Active enforcement. The injection and credential scanners log warnings today. They need to be wired to blocking logic – a request flagged for credential leakage or injection should be rejected before it reaches the provider, not just noted in a log entry.

Cost tracking and limits. The response payload contains token usage data. Extracting and aggregating this per agent, per user, and per team enables cost attribution and budget enforcement. Without it, AI spend is invisible until the provider invoice arrives.

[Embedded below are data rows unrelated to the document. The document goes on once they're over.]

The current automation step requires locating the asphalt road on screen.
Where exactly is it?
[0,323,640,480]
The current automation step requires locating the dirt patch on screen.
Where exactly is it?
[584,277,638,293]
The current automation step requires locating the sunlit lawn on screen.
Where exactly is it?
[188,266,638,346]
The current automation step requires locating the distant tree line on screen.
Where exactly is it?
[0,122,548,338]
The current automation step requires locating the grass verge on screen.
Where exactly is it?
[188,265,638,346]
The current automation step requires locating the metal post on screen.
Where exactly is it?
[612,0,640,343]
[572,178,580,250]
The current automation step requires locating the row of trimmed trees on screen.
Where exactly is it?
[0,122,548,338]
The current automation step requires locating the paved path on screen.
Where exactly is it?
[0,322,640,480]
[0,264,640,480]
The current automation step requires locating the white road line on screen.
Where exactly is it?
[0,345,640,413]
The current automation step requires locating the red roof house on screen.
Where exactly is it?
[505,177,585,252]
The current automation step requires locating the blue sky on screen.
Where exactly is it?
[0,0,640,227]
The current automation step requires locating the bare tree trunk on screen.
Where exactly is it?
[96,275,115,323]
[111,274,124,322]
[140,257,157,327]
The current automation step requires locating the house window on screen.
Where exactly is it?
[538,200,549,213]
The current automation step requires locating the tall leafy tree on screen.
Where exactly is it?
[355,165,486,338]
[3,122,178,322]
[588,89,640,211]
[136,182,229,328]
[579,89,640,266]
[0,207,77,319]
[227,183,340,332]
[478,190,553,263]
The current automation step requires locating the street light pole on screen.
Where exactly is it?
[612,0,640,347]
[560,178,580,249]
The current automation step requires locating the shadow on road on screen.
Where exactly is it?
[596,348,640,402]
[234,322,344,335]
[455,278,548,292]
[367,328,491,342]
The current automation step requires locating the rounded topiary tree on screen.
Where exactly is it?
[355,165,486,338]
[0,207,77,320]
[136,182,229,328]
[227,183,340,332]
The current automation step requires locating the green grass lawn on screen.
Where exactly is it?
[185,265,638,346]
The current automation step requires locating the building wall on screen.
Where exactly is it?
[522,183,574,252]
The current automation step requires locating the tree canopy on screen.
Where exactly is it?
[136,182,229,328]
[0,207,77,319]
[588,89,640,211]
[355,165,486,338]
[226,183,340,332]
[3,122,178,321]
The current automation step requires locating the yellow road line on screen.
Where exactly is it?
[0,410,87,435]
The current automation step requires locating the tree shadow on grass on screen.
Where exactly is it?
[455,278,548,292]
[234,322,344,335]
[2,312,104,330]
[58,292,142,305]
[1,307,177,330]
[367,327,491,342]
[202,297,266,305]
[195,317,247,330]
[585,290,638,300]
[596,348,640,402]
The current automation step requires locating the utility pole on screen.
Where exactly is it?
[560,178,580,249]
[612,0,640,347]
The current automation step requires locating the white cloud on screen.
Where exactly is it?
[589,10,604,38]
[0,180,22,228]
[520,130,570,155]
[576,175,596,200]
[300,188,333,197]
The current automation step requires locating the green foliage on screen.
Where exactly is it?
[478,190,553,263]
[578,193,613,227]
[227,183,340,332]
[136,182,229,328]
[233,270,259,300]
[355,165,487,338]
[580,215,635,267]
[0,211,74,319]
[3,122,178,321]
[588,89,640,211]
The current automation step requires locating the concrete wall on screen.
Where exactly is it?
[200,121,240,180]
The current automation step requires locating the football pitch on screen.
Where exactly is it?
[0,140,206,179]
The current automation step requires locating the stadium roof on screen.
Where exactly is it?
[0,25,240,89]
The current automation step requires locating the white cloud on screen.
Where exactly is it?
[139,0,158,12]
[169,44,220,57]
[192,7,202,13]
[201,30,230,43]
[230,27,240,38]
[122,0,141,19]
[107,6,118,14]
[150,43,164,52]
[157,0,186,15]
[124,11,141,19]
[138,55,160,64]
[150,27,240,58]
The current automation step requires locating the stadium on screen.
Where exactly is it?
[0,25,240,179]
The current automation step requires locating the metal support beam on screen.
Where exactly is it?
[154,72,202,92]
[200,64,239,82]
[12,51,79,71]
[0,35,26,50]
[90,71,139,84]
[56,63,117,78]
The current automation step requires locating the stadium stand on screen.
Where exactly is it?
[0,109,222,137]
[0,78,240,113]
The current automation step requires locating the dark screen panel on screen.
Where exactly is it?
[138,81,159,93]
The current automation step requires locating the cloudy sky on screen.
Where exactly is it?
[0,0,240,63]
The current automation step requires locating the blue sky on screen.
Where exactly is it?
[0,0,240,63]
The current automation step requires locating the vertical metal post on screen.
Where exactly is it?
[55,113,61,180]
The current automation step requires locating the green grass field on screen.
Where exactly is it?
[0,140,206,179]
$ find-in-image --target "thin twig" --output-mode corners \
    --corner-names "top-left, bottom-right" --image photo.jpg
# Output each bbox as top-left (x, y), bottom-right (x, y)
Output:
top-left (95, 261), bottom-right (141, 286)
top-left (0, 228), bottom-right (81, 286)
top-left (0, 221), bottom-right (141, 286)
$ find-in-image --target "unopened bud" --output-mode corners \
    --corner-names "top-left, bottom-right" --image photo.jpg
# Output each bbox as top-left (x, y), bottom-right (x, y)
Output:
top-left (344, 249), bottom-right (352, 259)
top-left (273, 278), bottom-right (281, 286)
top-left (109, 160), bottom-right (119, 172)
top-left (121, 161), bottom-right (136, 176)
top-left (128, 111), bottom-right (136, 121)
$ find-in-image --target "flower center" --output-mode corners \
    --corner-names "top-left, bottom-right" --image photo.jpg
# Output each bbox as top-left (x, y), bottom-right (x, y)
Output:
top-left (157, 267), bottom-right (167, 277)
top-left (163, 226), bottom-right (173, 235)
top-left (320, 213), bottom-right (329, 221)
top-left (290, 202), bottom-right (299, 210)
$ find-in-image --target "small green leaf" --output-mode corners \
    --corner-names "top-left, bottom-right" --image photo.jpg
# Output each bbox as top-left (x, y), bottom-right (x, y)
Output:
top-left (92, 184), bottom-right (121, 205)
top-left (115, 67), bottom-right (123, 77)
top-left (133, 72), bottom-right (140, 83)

Policy engine. Which agents are allowed to call which models? Is Claude Opus available to everyone or only to certain roles? Can agents use Google Gemini or only Anthropic? These constraints need a policy layer that the gateway can evaluate per request, tied to the access control system already in place.

Retention and search. The current audit table stores content previews. A full forensic capability requires storing complete request and response payloads (likely compressed, with configurable retention windows) and making them searchable – so that when something goes wrong, you can reconstruct exactly what the agent said and what the model replied.

The Bigger Picture

Every serious deployment of AI agents inside an organization will eventually need a gateway like this. The question is whether it gets built intentionally, as a first-class piece of infrastructure, or bolted on after an incident reveals that you had no idea what your agents were saying to the models.

Building the observation layer first – before enforcement, before policy, before cost controls – is the right call. You need real traffic data to design the right policies. You need the audit log running in production to understand the failure modes before you start blocking things.

Phase 1 is working. The foundation is there. Now it gets interesting.